Samah Salima Aghbariya, a social worker and the founder of Noam (an Arab women’s movement), agrees. “I think this reflects poorly on the police, who can’t be proud of their dealing with Arab women’s fears,” she says. “Their message is that there are no consequences to murdering Arab women.”
A senior police source says one problem is that family members cover for the murderers or are afraid of testifying, hindering investigations. “In 90 percent of the cases, the family know the motive and perpetrator, but in the absence of their cooperation we can’t press charges. Without witnesses, we can’t proceed.” He claimed there was more witness cooperation in organized crime cases than in these ones.
In many cases, the police say, the families help in removing weapons and destroying evidence such as DNA or fingerprints. Wiretapping is possible, but most decisions are not made over the phone. “Our only source of intelligence is the public. We don’t have satellites,” says the police source.
Aghbariya resents this approach, noting, “We can’t expect abused women to come forward and testify, putting their brothers behind bars. They can’t swim against the current and provide the evidence.”
The police have realized in recent years that a different approach is needed. “We’ve enlisted social workers and services such as nonprofit groups that protect abused women immediately following reports of abuse, as well as using shelters, but the women don’t always cooperate,” says the source.
Aghbariya says that shelters “are problematic, since the women’s lives are at risk [but] they are the ones who end up imprisoned.”
One such woman was located by her family and murdered in the street. “They might as well stay in the environment they know. The model is wrong, since the risk is not dealt with, and the woman is told to flee. I think the threat should be addressed so these women can remain at home.” Aghbariya believes in a community-based solution in which communal protection is given to these women.
Social services are also constrained because, unlike in other cases, they can’t work with the threatening males while the women are sheltered. The entire violent family is often the problem in these cases. Temporary residence in shelters can be dangerous, since when the women return they are perceived as police collaborators.
The State Prosecution Office says it deals with these incidents severely. “We try to deal with threats, complaints or abuse before a murder occurs, and to apply the full measure of the law,” says a source there. “We are starting to provide lawyers to women’s shelters, so they can be helped by the system early on.”
The problem is that many women are too scared to file charges, while others encounter Hebrew-speaking policewomen who are unfamiliar with the Arab mind-set. The Lod-Ramle area has only one Arabic-speaking female investigator. The police counter that these women speak Hebrew fluently.
“The police are only one factor, which tries to reduce the probability of a murder occurring,” says the police source. “But social services also need to take preventive measures. They need to protect and aid the victims, suggesting ways of treating the threatening male. It’s a question of education – that is what will uproot the phenomenon, not punitive measures.”

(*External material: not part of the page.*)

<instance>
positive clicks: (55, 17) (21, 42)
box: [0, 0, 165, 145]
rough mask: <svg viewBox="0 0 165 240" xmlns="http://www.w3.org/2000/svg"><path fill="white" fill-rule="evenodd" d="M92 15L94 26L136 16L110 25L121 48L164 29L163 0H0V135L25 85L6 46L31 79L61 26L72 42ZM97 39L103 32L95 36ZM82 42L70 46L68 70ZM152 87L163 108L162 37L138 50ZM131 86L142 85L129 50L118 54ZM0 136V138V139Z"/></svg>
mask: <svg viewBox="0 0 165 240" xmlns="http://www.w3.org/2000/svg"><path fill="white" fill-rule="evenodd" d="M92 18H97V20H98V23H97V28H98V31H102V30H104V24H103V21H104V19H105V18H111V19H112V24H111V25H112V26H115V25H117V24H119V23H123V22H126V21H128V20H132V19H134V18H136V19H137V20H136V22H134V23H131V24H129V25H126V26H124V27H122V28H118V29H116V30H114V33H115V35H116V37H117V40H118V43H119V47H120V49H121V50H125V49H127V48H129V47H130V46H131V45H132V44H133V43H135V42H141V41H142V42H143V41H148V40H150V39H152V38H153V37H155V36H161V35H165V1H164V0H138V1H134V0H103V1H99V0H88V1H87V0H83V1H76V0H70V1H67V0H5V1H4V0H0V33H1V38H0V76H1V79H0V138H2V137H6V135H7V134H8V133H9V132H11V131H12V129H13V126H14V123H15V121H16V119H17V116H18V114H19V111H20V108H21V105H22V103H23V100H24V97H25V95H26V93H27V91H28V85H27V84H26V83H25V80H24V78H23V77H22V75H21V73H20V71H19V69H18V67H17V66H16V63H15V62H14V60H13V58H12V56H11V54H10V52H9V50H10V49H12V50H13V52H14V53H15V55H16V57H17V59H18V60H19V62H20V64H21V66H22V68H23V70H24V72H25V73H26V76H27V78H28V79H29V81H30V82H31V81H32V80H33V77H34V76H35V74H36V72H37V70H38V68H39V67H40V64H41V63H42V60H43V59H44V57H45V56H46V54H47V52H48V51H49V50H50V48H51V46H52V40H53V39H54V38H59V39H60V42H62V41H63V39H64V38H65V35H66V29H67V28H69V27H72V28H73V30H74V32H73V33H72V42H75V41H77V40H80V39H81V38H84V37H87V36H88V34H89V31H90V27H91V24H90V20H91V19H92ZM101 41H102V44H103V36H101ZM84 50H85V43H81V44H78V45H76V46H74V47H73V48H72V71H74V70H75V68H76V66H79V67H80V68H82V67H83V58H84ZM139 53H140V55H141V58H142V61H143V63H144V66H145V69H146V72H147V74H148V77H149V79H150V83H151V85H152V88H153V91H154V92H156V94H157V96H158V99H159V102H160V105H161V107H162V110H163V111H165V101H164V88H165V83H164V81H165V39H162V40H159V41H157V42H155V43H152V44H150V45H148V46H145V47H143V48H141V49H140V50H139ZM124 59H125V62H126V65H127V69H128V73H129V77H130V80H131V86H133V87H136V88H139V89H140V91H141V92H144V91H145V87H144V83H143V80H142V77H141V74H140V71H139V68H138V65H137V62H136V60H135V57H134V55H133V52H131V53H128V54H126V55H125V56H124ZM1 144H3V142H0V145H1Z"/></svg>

A group of social activists met at Noam’s offices last week to look for solutions. They debated whether protest action was needed, or long-term activity in schools and mosques. They suggested that Imams discuss the issue in their sermons, and that lectures against violence be organized. After Abu Ghanem’s murder, MK Haneen Zoabi blamed the police for letting killers remain free.
All of Busaina’s acquaintances said she wasn’t murdered for defiling family honor, and that she was a good person who wanted to study and advance in life. Her female relatives were too frightened to speak out.